On Apr 27, 2014, at 1:39 PM, Mathias Gaunard <mathias.gaunard_at_[hidden]> wrote:

> On 22/04/14 01:51, Steven Watanabe wrote:
>> On 04/21/2014 02:28 PM, John Salmon wrote:
>>> <snip>
>>> I would love to see a boost implementation that captured and exposed
>>> this capability for general use. Thus, I think a better approach is
>>> as follows:
>>> - define a new "RandomFunction" concept that dscribes/enforces the
>>> essential, common features of the randomizing function in Threefry,
>>> Philox, ARS and other counter-based random generators.
>> I don't think this is a particularly useful
>> abstraction. Most users should not care at
>> all about this, since they should be using
>> the predefined engine typedefs. If more
>> similar generators are added later, then the
>> implementation can be adjusted to factor
>> out the common boilerplate, but I really
>> don't see the point of creating a whole new
>> concept for this.
> People usually want to do something like this
> #pragma omp for
> for(int i=0; i<n; ++i)
> {
> out[i] = in[i] * random_value();
> }
> If the random_value generator is shared, not only do you get poor performance due to synchronization, but you also get non-deterministic results.
Yes. That was the problem with the old random generators, but nowadays engines have local state.
> If you use a per-thread generator, this is a bit more annoying to set up, manage and reproduce as the results will still depend on which threads get to do what and how each of them are seeded.
> With a single, stateless generator, everything is much simpler. One seed, one generator, completely reproducible results regardless of scheduling. The interface i want to have is this:
> #pragma omp for
> for(int i=0; i<n; ++i)
> {
> out[i] = in[i] * random_value(i);
> }
I like this interface. I'm experimenting now with something similar.

You would still need to split the range [0,n) into non-overlapping subsets per thread. You will need some unique id per thread -either a thread id, or some static counter that threads use when they are initialized- to do that. That unique id can also be used to seed regular random engines, so that is to me not a big addition.

The main gains I see are:
1) that you can be more efficient with memory
2) that you have better guarantees wrt independent sequences. If you seed a regular engine with 1 and another one with 2 you won't now if the two generated random sequences will have overlap or not. With a counter you can guarantee that, you have control over the things you put into the random function.

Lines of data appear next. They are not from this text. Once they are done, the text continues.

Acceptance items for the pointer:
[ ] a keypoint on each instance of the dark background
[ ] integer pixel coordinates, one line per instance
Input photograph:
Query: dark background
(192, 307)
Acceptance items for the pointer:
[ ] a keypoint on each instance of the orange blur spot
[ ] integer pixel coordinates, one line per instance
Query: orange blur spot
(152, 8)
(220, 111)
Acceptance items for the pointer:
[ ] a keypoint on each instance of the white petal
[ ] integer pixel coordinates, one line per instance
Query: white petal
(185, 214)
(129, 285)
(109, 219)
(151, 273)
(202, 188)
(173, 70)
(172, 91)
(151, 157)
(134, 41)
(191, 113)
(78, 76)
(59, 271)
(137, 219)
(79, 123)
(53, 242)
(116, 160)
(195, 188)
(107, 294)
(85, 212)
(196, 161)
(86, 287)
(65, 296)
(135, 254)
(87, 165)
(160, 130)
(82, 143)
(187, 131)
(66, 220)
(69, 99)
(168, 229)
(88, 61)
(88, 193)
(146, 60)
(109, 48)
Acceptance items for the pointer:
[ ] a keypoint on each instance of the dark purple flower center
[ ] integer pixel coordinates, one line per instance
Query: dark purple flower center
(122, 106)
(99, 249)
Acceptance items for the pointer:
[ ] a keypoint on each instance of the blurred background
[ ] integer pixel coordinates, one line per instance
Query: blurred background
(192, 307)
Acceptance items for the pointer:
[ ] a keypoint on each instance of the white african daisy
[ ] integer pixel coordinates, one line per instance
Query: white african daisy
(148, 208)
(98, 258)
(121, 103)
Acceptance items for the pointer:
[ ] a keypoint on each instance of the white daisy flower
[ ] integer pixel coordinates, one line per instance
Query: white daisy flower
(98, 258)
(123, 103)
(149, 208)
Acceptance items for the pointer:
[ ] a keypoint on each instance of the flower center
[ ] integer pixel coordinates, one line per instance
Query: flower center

I'm currently experimenting with "random functions" and a "generic counter engine". It patches together a seed+counter (the seed goes to the high bits, counter to the low bits) and it hands out random numbers from the output the random function fills (which can be 64>bits, eg 256 for threefry, 160 for SHA1).

There is also overlap between (the interface or concept of) random functions and std::hash, a generic counter engine should perhaps work with the union of both? We could also use an adapter that wraps a hash interface on a random function which would allow us to construct new hash functions.